Guzman had been reported missing a month earlier. She left her home in Lincoln Heights on the day after Christmas to go to a store, but never returned.

Beck said both victims had been sexually assaulted.

At the time, police had initially said they did not believe the two killings were related. However, Beck said detectives were eventually able to connect the crimes, and once that was done, police requested permission from the state Attorney General's Office to perform a familial DNA search.

"After the familial search a person was identified as a contributory match to the suspect," Beck said. "That individual was suspect's father, who was arrested on a non-sexual-assault-type crime earlier in his life."

After conducting further information into the father's background, detectives "identified a family member who they thought possibly could be the suspect involved in these (crimes) and they collected a surreptitious DNA
sample," Beck said. "They did this by following the individual. During that following, he spit on the sidewalk. Detectives collected that and the DNA was a match. It was a match to both of these murders."

Beck declined to elaborate on a possible motive for the killings or a link between Borjas and the victims.

The grieving father of Bree'Anna Guzman took to the podium fighting back tears as he thanked the LAPD for catching his daughter's killer.

"I'd like to thank the LAPD for all the efforts they did to catch this monster and get him off the street." said Richard Guzman.

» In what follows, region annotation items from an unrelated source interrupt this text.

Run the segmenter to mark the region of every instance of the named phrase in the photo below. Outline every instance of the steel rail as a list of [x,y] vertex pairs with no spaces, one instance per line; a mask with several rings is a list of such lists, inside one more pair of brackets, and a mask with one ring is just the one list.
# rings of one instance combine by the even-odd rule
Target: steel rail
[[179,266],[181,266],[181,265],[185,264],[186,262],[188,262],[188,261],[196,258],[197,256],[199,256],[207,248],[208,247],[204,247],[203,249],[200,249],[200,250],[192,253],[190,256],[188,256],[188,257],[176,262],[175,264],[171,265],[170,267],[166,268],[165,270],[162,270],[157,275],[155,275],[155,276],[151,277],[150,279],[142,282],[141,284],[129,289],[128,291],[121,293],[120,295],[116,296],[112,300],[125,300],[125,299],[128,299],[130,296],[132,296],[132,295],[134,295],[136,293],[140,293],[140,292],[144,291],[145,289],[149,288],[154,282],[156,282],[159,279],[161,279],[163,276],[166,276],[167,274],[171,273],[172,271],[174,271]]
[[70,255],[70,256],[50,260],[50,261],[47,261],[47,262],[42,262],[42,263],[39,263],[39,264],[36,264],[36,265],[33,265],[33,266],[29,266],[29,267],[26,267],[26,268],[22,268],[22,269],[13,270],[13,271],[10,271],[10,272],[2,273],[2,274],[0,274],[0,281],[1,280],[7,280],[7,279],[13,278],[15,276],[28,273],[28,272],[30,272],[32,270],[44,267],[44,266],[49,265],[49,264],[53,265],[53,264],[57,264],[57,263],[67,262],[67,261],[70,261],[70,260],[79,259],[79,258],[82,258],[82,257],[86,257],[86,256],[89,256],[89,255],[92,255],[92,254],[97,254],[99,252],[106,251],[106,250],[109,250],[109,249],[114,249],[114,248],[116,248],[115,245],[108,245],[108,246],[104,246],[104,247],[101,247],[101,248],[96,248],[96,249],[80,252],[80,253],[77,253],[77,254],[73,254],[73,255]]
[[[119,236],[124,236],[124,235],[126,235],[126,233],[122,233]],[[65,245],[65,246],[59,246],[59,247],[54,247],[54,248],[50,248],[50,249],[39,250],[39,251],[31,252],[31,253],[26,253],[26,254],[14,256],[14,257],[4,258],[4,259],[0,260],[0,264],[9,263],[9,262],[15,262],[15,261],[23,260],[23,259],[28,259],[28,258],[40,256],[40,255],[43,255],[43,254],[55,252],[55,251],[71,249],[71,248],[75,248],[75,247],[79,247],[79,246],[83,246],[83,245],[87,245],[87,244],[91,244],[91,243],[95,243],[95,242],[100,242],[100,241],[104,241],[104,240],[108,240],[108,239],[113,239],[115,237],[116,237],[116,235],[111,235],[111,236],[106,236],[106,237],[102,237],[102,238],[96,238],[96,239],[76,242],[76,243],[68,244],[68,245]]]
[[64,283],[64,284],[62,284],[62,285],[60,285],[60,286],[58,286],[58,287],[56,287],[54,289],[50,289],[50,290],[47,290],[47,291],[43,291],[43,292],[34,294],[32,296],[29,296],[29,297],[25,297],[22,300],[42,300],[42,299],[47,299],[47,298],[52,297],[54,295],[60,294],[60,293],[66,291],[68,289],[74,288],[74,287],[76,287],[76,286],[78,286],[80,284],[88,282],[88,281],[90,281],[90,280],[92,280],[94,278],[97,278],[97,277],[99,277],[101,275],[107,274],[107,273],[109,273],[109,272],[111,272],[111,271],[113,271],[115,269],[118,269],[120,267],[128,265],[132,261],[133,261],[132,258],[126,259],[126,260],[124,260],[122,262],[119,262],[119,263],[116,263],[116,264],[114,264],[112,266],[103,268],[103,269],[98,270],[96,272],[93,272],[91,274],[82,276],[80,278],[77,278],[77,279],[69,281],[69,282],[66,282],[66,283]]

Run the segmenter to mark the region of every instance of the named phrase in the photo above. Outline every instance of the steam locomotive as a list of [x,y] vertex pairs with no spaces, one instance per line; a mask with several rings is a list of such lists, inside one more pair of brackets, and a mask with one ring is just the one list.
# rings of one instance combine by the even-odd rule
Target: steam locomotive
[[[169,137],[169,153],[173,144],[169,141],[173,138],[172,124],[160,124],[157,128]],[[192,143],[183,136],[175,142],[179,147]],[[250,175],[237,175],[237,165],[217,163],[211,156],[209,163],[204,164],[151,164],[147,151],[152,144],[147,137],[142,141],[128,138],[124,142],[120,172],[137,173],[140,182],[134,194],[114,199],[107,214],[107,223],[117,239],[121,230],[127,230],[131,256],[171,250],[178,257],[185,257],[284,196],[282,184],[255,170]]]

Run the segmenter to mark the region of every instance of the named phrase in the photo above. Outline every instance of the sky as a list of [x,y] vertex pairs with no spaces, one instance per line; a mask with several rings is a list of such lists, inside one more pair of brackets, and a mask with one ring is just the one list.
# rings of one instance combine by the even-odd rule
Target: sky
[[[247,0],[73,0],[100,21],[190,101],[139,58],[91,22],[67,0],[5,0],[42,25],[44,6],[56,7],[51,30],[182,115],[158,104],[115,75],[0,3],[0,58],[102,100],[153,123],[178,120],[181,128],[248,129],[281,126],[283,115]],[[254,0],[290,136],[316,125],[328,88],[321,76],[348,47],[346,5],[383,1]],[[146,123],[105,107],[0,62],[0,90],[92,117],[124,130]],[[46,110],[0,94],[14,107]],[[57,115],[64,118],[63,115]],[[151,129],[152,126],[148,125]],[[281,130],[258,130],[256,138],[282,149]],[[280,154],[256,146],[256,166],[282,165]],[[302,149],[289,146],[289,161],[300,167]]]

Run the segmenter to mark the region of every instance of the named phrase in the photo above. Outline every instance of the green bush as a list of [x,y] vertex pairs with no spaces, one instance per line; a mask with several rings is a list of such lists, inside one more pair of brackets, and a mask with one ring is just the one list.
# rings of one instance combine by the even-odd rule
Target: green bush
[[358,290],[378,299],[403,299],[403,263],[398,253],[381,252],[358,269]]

"Justice will be served...and that's all I've been searching for for the past five six years." Said Darlene Duran, Bree'Anna's Mother. 

Mayor Eric Garcetti hailed the detective work that led to the arrest, calling the victims "two innocent women who had their whole lives ahead of them." He said the families and friends of the victims "are finally within reach of some of the justice that they and this city deserve."

According to Beck, the case marks only the second time police have relied on a familial DNA search, which can narrow the search for a suspect to a particular family and point detectives to suspects whose DNA is not yet in a
database. Beck noted that Borjas' DNA was not in any existing database prior to his arrest.

The only other case in which the LAPD used familial DNA was the Grim Sleeper serial-killer case, in which detectives used a discarded pizza crust to collect DNA linking the killings to Lonnie David Franklin Jr., who was
convicted and sentenced to death in 2016.